Perioperative monitoring included HR, mean arterial blood pressure (MAP), SpO2. They were first recorded immediately after giving the block, and this was noted as time 0. Thereafter, it was recorded at every 5 min interval for the first 15 min and then at the interval of 10 min until the end of surgery. Total operative time was recorded in both groups.

Postoperative pain was monitored every hour for first 4 h, then every two hourly for the next 4 h and then four hourly until 24 h. The pain was assessed objectively by numeric rating score (NRS). It uses a scale of 10 cm with markings 1 cm apart, the leftmost end labeled as “0” denoting no pain while the rightmost end with “10” marking denoting worst imaginable pain. The patient was asked to rate his pain on this scale and once the NRS was >4 rescue analgesia was given.
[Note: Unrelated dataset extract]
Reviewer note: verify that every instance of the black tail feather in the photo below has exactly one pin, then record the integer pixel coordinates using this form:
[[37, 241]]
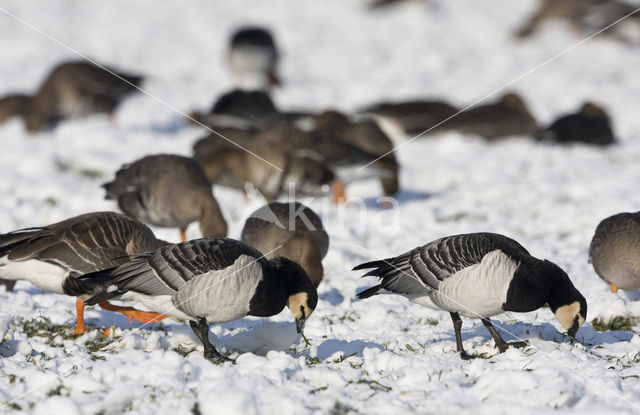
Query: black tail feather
[[369, 292]]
Total pain-free period was calculated as the period from the administration of the block till the patients required rescue analgesia. Postoperatively, rescue analgesia was given with injection diclofenac sodium 75 mg intramuscularly and/or injection paracetamol 1 g i.v. infusion.

Time to ambulation was defined as the time when the patient could go to the toilet unaided and it was noted down.

Complications such as hematoma, bleeding, urinary retention, nausea, vomiting, or any systemic side effects were looked for and recorded and compared between the two groups. Patients were contacted telephonically 2 weeks after the surgery. They were asked to rate the pain during injection while giving perianal block or SA and it was recorded as Grade 1 – No complaints of pain, Grade 2 – complained of pain but bearable and Grade 3 – unbearable pain at injection. The second question asked was satisfaction with the anesthesia technique and this was recorded as Grade 1 – very satisfied, Grade 2 – satisfied, and Grade 3 – unsatisfied.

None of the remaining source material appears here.